WASHINGTON—Heritage Foundation President Kevin Roberts released the following statement today following reports that senators have reached agreement on a framework for new gun-control legislation that includes U.S. taxpayer dollars being used to set up state red-flag laws:
“The right to keep and bear arms is a sacred, fundamental right protected by the Second Amendment. Poorly crafted red-flag laws pose a serious threat to our exercise of this right.
“This is especially true when it comes to federal red-flag laws. Washington is not practically equipped or constitutionally empowered to handle matters of state or local law enforcement, making any federal red-flag laws or guidelines completely unacceptable. So is offering states grants to set up their own programs, if they do so based on new, federal guidelines—in other words, bribing states to adopt red-flag laws based on guidelines deemed acceptable by D.C. bureaucrats more interested in confiscating guns than solving problems.
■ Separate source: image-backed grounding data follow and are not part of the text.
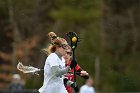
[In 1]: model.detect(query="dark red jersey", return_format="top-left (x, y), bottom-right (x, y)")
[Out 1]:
top-left (64, 61), bottom-right (81, 93)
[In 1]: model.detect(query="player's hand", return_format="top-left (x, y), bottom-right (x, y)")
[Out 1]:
top-left (80, 71), bottom-right (88, 76)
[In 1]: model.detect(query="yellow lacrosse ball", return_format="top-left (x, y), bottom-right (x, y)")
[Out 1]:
top-left (72, 37), bottom-right (77, 43)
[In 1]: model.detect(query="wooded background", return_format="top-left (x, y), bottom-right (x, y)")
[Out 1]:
top-left (0, 0), bottom-right (139, 92)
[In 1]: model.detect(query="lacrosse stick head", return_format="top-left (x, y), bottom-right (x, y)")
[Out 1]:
top-left (66, 32), bottom-right (79, 50)
top-left (17, 62), bottom-right (41, 75)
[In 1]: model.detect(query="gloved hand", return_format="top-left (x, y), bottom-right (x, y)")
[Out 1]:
top-left (70, 59), bottom-right (77, 69)
top-left (71, 83), bottom-right (79, 92)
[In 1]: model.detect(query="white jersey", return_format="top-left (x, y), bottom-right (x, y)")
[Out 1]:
top-left (39, 53), bottom-right (68, 93)
top-left (80, 85), bottom-right (95, 93)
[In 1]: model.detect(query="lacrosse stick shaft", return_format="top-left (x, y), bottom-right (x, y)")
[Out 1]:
top-left (72, 48), bottom-right (78, 93)
top-left (67, 32), bottom-right (79, 93)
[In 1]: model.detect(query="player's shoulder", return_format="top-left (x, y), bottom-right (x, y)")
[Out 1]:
top-left (49, 53), bottom-right (56, 56)
top-left (46, 53), bottom-right (57, 63)
top-left (48, 53), bottom-right (57, 59)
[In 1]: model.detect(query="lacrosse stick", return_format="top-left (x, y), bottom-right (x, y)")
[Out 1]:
top-left (67, 32), bottom-right (79, 93)
top-left (17, 62), bottom-right (43, 76)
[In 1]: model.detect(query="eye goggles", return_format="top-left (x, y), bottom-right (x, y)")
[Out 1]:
top-left (66, 51), bottom-right (72, 56)
top-left (59, 44), bottom-right (69, 50)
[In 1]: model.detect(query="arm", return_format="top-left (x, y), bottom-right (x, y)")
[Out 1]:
top-left (50, 59), bottom-right (77, 77)
top-left (75, 64), bottom-right (89, 79)
top-left (68, 62), bottom-right (89, 79)
top-left (51, 66), bottom-right (71, 77)
top-left (48, 54), bottom-right (77, 77)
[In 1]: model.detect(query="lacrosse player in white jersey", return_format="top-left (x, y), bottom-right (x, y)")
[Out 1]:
top-left (39, 32), bottom-right (77, 93)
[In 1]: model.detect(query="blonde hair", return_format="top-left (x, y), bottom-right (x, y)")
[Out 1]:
top-left (41, 32), bottom-right (68, 55)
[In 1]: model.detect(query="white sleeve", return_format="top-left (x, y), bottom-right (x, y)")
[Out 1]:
top-left (51, 66), bottom-right (70, 77)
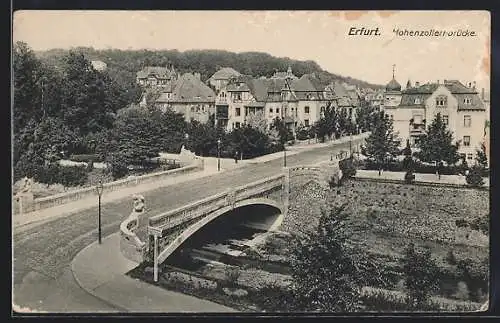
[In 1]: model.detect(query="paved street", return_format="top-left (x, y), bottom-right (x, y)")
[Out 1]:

“The Senate’s reported framework does just that.
“Any deprivation of an American citizen’s Second Amendment rights—even temporarily or for compelling reasons—requires the most stringent of constitutional guardrails and highest standards of due process. If we are to have any new red-flag laws at all, they must begin and end with the states. If states do move forward with such laws, they must adhere to rigorous constitutional safeguards and account for detailed practical considerations.
“Members of Congress should focus on making our schools more secure, strengthening mental health infrastructure, and promoting the nuclear family. Instead, Washington is in ‘do something’ mode that doubles down on a misguided federal approach. According to Heritage analysis, of the more than 20 red-flag laws on the books, not one of them passes constitutional muster.”
At a minimum, states should ensure any red-flag laws include the following constitutional and practical safeguards:
- Robust due process standards, including the right to an attorney in court proceedings, the ability to cross-examine witnesses, and opportunity to testify on one’s own behalf.
- Burden of proof on the state to continually prove its case by clear and convincing evidence. Incredibly low burdens of proof like ‘reasonable’ or ‘probable cause’ are insufficient.
- Limited emergency orders to stop serious threats of imminent harm.
- Clear and specific methods for notifying defendants of the allegations and their rights.
- Procedures for storing and returning seized firearms.
- Processes for immediately remedying clear mistakes.
- Policies to promptly restore a person’s Second Amendment rights after orders expire.